OpenAI selects 26 students for ChatGPT Futures Class of 2026 with $10,000 grants and model access

OpenAI awarded $10,000 grants and model access to 26 student teams in its first ChatGPT Futures Class of 2026. Projects span education, health, climate, and space research.

Categorized in: AI News Education
Published on: Jun 09, 2026
OpenAI selects 26 students for ChatGPT Futures Class of 2026 with $10,000 grants and model access

OpenAI backs 26 student teams with $10,000 grants and model access

OpenAI has selected the inaugural ChatGPT Futures Class of 2026, naming 26 young people and teams building AI projects in education, research, health, climate, and public services. Each recipient receives a $10,000 grant and access to OpenAI's frontier models to continue their work.

The program targets students and recent graduates from the first university cohort to have ChatGPT available throughout their entire higher education. OpenAI says the group demonstrates how young people use AI beyond study - to build products, conduct research, create tools, and support communities.

Education projects address accessibility and affordability

Several selected projects focus directly on learning. Michelle Lawson, 20, converted computer science explainer videos into a nonprofit with 12,000 members. Shraman Kar, 19, makes learning accessible through videos in dozens of languages.

Crystal Yang, 18, is building audio-first learning games for 200,000 blind and visually impaired students. Fatimah Hussain, 20, and Chloe Hughes, 22, match students with personalized scholarships. Senan Khawaja, 24, and Saeed Naeem, 24, scaled an AI college counselor to students in 190 countries.
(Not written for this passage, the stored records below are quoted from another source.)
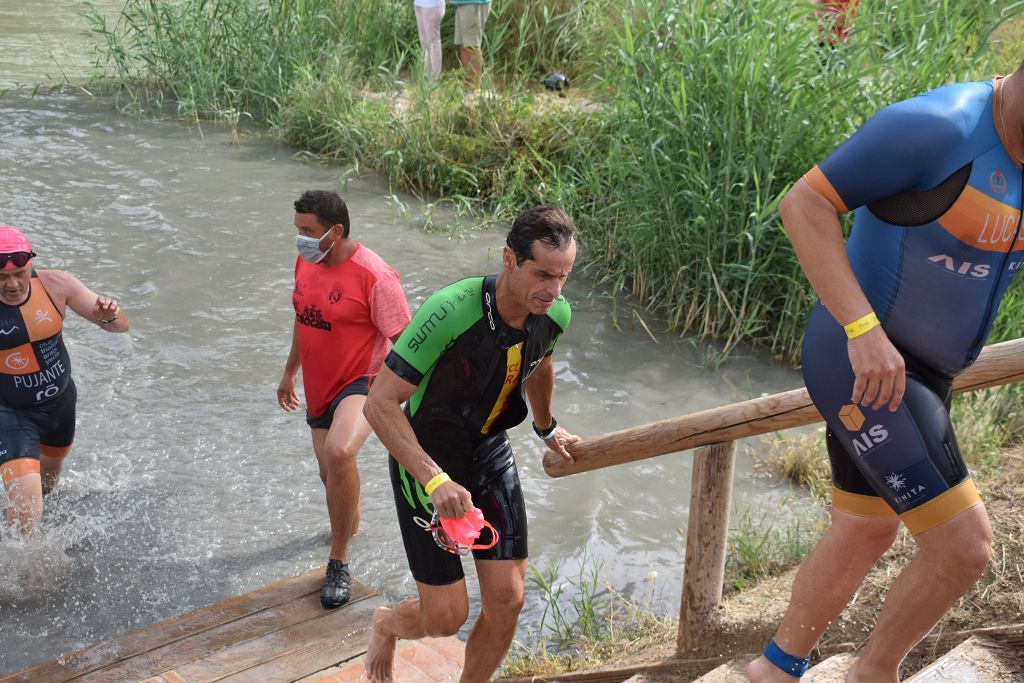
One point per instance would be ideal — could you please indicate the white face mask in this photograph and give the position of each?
(309, 247)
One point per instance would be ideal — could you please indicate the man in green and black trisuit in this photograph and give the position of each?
(463, 365)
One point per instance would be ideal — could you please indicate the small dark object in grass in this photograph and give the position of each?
(556, 81)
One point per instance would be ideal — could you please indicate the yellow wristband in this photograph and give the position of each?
(861, 326)
(436, 481)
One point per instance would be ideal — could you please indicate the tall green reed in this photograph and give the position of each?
(721, 105)
(709, 111)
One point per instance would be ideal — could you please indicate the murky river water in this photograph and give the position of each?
(187, 484)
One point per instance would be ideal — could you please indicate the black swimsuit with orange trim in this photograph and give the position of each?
(468, 367)
(37, 394)
(936, 242)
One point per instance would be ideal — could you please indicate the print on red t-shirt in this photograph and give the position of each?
(345, 315)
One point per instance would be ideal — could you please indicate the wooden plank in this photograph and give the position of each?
(973, 660)
(173, 655)
(142, 640)
(998, 364)
(707, 537)
(731, 672)
(833, 670)
(303, 649)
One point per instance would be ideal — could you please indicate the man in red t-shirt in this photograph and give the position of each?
(348, 304)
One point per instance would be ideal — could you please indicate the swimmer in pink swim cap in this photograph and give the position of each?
(37, 393)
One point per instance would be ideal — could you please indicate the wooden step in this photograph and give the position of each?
(425, 660)
(974, 660)
(833, 670)
(733, 671)
(275, 633)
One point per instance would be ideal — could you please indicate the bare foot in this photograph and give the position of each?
(380, 652)
(762, 671)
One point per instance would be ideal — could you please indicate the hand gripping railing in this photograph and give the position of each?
(714, 433)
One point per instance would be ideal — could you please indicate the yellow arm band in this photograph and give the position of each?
(436, 481)
(861, 326)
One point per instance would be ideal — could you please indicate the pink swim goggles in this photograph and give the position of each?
(458, 536)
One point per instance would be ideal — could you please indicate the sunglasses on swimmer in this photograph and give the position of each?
(18, 258)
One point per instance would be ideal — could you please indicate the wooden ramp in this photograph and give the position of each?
(275, 633)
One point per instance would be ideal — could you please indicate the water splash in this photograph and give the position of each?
(33, 567)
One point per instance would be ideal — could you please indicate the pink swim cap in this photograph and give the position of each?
(12, 240)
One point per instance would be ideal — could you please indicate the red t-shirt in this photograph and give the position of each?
(345, 315)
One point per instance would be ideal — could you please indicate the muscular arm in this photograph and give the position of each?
(383, 412)
(540, 386)
(813, 227)
(287, 397)
(68, 290)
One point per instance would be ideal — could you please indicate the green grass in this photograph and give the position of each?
(585, 623)
(685, 123)
(765, 545)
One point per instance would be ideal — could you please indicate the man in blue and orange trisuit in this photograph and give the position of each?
(37, 393)
(475, 352)
(904, 306)
(348, 304)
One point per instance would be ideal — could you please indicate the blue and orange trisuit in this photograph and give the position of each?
(935, 243)
(37, 393)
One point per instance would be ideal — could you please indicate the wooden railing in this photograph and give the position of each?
(714, 433)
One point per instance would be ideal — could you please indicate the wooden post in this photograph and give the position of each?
(707, 536)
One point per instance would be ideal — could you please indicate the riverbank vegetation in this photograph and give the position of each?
(684, 125)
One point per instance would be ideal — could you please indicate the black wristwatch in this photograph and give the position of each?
(543, 434)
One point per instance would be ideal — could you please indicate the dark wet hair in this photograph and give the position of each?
(329, 208)
(544, 223)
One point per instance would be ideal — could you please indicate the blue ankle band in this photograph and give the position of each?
(788, 664)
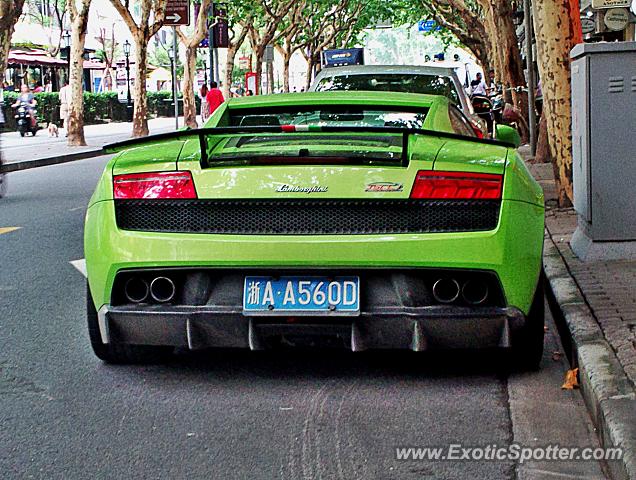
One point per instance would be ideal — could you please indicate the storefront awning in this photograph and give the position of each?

These projects address concrete problems in AI for Education - from making content accessible to reducing college affordability barriers.

Research teams apply AI to health, space, and chemistry

Other selected projects tackle scientific challenges. Ayush Noori, 23, works on diagnosing and treating neurological disease. Rishab Jain, 21, focuses on drug development and healthcare.

Seyone Chithrananda, 23, built one of the most widely used AI models for chemistry. Matteo Paz, 19, mapped 1.5 million previously unknown objects in space, while Nolan Koblischke, 25, made more than 100 million galaxy images searchable with AI.

Additional projects include tools for identifying disaster survivors through walls and debris, and a knowledge graph connecting carbon-capture materials research.

Funding reflects uncertainty about AI in higher education

The grants arrive as universities, employers, and policymakers work through how AI should fit into learning, assessment, research, and early-career preparation. OpenAI frames the class as a way to see where AI is heading by observing how the next generation uses it now.

The next phase will determine whether these projects develop into sustainable tools, nonprofits, research programs, or companies with measurable reach beyond the initial grant period.